At Harvard University, there is a class widely held to be the hardest undergraduate maths class in the country: 'Math 55'. Every year around 50 students enrol & more than half of those drop out within the first 5 days, it's that hard. After a couple more weeks the class settles down for what it will be for the rest of the semester: 45% Jewish, 18% Asian, & 100% male.
Now, there is nothing stopping any woman from signing up for that class, & with the present education gap, more women are leaving higher education with degrees than men by a large margin, so either women are choosing not to do higher mathematics, or are trying & can't. Either way, the portrayal across the board of the greatest mathematical or engineering minds being female is (again) a case of wishful thinking on the part of an ideological position that bears no resemblance to the real world young women have to go out & make their way in. As with the depictions of female violence, I don't see how this helps anyone.

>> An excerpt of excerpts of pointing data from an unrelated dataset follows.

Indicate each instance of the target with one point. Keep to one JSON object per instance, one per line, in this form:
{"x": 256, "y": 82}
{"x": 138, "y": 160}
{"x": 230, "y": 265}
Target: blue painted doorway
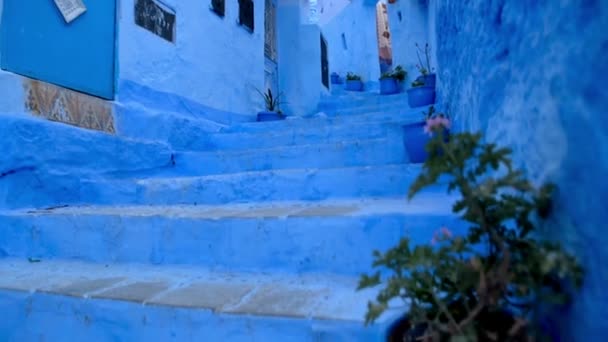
{"x": 38, "y": 43}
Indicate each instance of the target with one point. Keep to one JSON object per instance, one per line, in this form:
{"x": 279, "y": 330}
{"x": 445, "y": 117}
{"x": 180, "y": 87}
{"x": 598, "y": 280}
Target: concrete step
{"x": 334, "y": 155}
{"x": 363, "y": 99}
{"x": 33, "y": 148}
{"x": 58, "y": 300}
{"x": 292, "y": 136}
{"x": 321, "y": 119}
{"x": 44, "y": 190}
{"x": 29, "y": 142}
{"x": 329, "y": 236}
{"x": 259, "y": 186}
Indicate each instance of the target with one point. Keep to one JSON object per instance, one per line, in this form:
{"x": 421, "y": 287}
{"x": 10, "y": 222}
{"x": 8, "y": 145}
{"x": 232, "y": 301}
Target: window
{"x": 246, "y": 14}
{"x": 324, "y": 63}
{"x": 219, "y": 7}
{"x": 156, "y": 17}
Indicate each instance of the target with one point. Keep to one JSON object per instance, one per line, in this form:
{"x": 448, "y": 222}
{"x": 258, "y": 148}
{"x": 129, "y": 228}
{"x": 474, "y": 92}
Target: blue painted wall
{"x": 38, "y": 43}
{"x": 299, "y": 51}
{"x": 531, "y": 75}
{"x": 214, "y": 61}
{"x": 408, "y": 22}
{"x": 357, "y": 22}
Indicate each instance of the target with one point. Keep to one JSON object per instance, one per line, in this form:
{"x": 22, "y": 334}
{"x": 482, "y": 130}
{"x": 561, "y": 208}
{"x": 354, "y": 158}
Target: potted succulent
{"x": 335, "y": 78}
{"x": 422, "y": 92}
{"x": 390, "y": 81}
{"x": 418, "y": 134}
{"x": 353, "y": 82}
{"x": 496, "y": 278}
{"x": 272, "y": 112}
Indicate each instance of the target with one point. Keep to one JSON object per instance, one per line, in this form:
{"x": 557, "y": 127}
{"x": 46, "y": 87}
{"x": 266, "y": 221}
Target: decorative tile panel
{"x": 63, "y": 105}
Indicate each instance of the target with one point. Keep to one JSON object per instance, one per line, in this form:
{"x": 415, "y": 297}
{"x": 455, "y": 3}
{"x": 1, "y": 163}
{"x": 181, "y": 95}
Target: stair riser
{"x": 399, "y": 116}
{"x": 39, "y": 316}
{"x": 39, "y": 191}
{"x": 365, "y": 100}
{"x": 298, "y": 185}
{"x": 364, "y": 153}
{"x": 322, "y": 134}
{"x": 44, "y": 145}
{"x": 353, "y": 110}
{"x": 336, "y": 244}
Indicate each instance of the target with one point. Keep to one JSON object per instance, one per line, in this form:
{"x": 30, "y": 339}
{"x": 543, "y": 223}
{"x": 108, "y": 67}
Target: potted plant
{"x": 390, "y": 81}
{"x": 422, "y": 92}
{"x": 418, "y": 134}
{"x": 335, "y": 78}
{"x": 353, "y": 82}
{"x": 272, "y": 112}
{"x": 495, "y": 280}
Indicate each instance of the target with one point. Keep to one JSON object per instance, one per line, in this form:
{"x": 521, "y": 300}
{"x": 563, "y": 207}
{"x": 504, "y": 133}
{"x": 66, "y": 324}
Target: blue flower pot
{"x": 429, "y": 80}
{"x": 270, "y": 116}
{"x": 421, "y": 96}
{"x": 389, "y": 86}
{"x": 415, "y": 140}
{"x": 354, "y": 85}
{"x": 335, "y": 79}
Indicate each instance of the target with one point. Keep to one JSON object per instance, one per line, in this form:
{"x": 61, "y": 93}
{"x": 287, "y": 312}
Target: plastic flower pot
{"x": 354, "y": 85}
{"x": 270, "y": 116}
{"x": 421, "y": 96}
{"x": 415, "y": 140}
{"x": 335, "y": 79}
{"x": 389, "y": 86}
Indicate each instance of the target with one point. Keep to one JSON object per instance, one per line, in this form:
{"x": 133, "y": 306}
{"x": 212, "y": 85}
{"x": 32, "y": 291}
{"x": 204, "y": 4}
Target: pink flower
{"x": 442, "y": 234}
{"x": 446, "y": 232}
{"x": 446, "y": 123}
{"x": 436, "y": 122}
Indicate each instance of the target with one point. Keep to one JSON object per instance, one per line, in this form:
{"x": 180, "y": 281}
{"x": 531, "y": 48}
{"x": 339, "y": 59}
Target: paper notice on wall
{"x": 70, "y": 9}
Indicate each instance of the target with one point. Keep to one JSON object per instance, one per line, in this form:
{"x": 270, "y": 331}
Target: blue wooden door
{"x": 38, "y": 43}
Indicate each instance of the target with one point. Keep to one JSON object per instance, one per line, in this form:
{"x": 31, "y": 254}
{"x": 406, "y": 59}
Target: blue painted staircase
{"x": 243, "y": 232}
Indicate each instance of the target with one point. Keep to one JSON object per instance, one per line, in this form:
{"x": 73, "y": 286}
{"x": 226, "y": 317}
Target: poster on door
{"x": 70, "y": 9}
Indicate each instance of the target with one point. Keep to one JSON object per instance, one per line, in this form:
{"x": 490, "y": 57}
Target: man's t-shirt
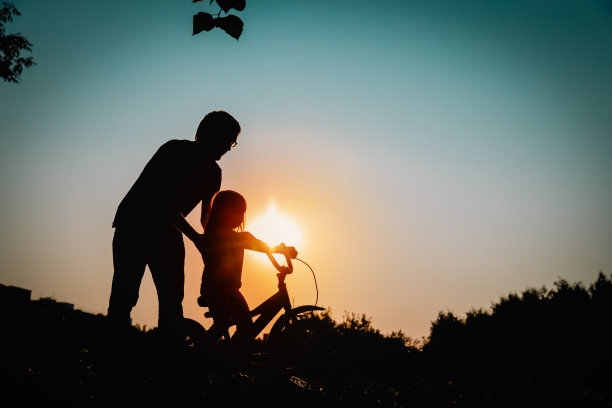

The times we live in are the water we swim through: we can't see them, & even the best minds bend to them & obey, at least some of the time. The nineties was a feminist age - Whedon probably believed when he made Buffy that rape was a major epidemic; that 1 in 4 women were being dragged into bushes & raped daily; that domestic violence was a crime that only men inflicted & only women were the victims of; that women were getting paid 70¢ for every dollar a man made working the same job & so on & so on. He was wrong but he meant well, & was just trying to do the best he could with the information he was provided with, so it's hard to think bad of him. And for all I've said here he made a great show.
Aww, maybe I just think too much. Breaking Bad is nice, too.